Considering all parts, the general operation scheme is the following:

Operation scheme

Finally, we only need to analyze the crashes and check which ones are caused by real vulnerabilities instead of by a simple bug.

Playing in other leagues: alternative ways to bypass disable_functions

In addition to vulnerabilities that allow arbitrary memory manipulation, there are other cases in which it is possible to execute system commands despite the restrictions imposed by disable_functions. As seen in previous sections, this directive works by changing the handlers of disabled functions. It is possible that classic vulnerabilities, such as command injection, are identified among the enabled functions, allowing them to be exploited in order to achieve arbitrary command execution.
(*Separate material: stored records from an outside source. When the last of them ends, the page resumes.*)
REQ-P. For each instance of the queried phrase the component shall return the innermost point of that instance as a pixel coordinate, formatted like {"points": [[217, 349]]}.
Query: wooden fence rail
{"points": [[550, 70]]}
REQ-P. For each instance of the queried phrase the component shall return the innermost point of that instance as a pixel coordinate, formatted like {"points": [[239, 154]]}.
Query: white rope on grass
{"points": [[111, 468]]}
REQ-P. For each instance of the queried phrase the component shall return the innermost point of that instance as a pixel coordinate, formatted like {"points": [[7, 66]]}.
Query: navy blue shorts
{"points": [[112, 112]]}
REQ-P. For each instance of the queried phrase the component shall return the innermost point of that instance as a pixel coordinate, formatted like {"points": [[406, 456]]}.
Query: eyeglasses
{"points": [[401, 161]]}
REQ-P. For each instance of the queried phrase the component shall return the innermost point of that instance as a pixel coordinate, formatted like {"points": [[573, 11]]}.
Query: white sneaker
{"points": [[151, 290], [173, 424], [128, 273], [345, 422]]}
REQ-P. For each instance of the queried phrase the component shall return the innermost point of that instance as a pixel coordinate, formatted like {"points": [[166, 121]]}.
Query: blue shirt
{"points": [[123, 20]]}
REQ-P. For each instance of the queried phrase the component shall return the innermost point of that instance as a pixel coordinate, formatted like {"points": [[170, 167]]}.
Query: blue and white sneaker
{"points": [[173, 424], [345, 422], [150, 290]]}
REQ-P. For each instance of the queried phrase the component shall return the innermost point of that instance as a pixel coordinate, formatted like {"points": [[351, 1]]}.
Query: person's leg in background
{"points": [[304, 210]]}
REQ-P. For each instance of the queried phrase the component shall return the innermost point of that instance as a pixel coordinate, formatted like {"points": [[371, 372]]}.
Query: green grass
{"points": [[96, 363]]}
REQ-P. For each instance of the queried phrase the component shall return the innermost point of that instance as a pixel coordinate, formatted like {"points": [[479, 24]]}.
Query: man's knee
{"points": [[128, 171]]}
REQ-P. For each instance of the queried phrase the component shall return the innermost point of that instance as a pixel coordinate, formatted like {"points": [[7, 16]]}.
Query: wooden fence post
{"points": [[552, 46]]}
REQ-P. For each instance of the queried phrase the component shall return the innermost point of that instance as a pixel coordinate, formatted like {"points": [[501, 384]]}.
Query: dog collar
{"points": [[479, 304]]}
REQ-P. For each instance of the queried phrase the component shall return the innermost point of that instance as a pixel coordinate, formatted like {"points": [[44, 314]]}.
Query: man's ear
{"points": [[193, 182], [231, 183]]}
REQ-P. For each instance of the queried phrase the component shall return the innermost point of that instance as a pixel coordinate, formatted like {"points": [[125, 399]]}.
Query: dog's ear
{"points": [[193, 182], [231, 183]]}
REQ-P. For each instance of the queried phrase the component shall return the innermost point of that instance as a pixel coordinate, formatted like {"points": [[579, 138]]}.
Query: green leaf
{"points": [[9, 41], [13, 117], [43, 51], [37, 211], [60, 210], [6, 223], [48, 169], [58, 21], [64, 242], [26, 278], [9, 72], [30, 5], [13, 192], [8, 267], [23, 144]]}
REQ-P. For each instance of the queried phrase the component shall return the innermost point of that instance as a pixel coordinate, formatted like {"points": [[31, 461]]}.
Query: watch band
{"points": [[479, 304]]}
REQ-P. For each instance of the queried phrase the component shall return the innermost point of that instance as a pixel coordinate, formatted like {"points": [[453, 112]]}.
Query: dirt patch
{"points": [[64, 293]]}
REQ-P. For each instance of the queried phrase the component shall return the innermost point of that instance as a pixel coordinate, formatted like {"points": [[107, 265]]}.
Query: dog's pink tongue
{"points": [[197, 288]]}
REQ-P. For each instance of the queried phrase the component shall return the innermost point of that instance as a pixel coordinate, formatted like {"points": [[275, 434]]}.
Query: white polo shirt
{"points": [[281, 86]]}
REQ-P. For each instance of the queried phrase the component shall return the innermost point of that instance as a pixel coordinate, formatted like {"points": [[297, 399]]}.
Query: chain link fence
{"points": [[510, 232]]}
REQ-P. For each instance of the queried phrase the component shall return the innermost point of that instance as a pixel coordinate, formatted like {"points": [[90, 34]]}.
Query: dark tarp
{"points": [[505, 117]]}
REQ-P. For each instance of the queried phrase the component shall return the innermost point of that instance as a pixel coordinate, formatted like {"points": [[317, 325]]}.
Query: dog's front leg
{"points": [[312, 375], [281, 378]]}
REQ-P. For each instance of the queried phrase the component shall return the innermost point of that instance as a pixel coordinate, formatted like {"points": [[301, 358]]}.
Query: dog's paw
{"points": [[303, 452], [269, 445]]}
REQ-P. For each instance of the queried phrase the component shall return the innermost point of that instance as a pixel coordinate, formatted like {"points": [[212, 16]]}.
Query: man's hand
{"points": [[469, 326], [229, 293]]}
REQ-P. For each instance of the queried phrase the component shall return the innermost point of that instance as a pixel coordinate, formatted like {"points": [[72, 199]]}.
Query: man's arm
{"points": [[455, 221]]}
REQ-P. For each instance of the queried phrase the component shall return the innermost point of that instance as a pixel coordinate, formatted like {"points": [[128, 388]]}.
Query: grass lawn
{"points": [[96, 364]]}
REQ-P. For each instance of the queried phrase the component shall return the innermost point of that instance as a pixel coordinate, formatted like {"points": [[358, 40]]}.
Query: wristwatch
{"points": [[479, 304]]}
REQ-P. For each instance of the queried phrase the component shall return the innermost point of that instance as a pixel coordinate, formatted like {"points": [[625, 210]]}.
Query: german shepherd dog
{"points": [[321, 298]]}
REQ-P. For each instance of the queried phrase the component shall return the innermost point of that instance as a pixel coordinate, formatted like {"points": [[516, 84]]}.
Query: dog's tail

For example, this happened recently with the function imap_open()[27]. Another case takes place whenever the function putenv() is enabled in conjunction with any function that initiates an external process (e.g. mail() which by default executes the sendmail binary), this being the technique used by our tool Chankro[28] to execute arbitrary binaries using LD_PRELOAD[29].

In both cases we find a common pattern where PHP ends up invoking syscalls such as execve to start a new process. Using the domatophp grammar rules, in conjunction with our improvements from the GDB scripts, it is possible to create test cases for each function registered in the Zend engine and check if execve or another interesting syscall is called.

while read p; do
cat template.php > alchi/topo.php
echo "$p" >> alchi/topo.php
echo "$p" >> log.txt
strace -f php -r 'eval(file_get_contents("php://stdin"));' < alchi/topo.php 2>&1 | grep exe | grep sh >> log.txt
rm alchi/topo.php
done < funcs.txt

In the case of a minimal compilation, with no extensions at all, only mail() appears as a candidate:

Checking syscalls

It can be interesting to check all the functions in each new PHP version, as well as to install the extensions that different distros use by default, in order to detect new ways of exploitation.

Conclussions

In this article we have discussed in depth how disable_functions works, as well as exemplified the exploitation of PHP vulnerabilities to bypass it. Likewise, a methodology for identifying new vulnerabilities has been explained. Both the fuzzing process, and the search for alternatives to mail() + putenv(), must be continuously executed over time, refreshing the target with each new version of PHP. It is also interesting to use different build options (with special emphasis on extensions) based on the most common distributions.